Ефимов молчал. Ему приставили ко лбу пистолет. Он не закрыл глаза.
…Очнулся Ефимов на холодном каменном полу карцера. Он долго не мог понять, где находится. Постепенно в голове прояснилось. И он опять и опять думал о Симагине, об оставшихся в лагере товарищах. Он долго лежал не шевелясь, наслаждаясь покоем, мысли были тихие, какие-то умиротворенные: он был доволен, что ни одним словом не навлек на товарищей беды. Николай Симагин, пожалуй, может гордиться таким связным. Он не ошибся, выбрав именно его своим порученцем.
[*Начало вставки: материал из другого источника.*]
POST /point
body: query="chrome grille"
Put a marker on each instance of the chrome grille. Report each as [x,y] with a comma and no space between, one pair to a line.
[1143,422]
Боясь пошевелиться, Григорий думал о здешней, веймарской тюрьме, о своих однодельцах. Он видел их очень редко, лишь в коридоре, когда вели на допрос или когда уводили в камеру. Их тоже били и пытали. Только однажды он увидел Тимошу. Два солдата волокли его под руки. Голова его бессильно свисала на грудь, изо рта сочилась кровь, ноги подгибались.
Как-то Ефимову устроили очную ставку со всей группой арестованных. Вместе с собой он насчитал девятнадцать человек. А где же двадцатый? Не выдержал пыток, умер? Ефимов не знал, что в тюрьме провокатор все же был разоблачен заключенными и утоплен в уборной.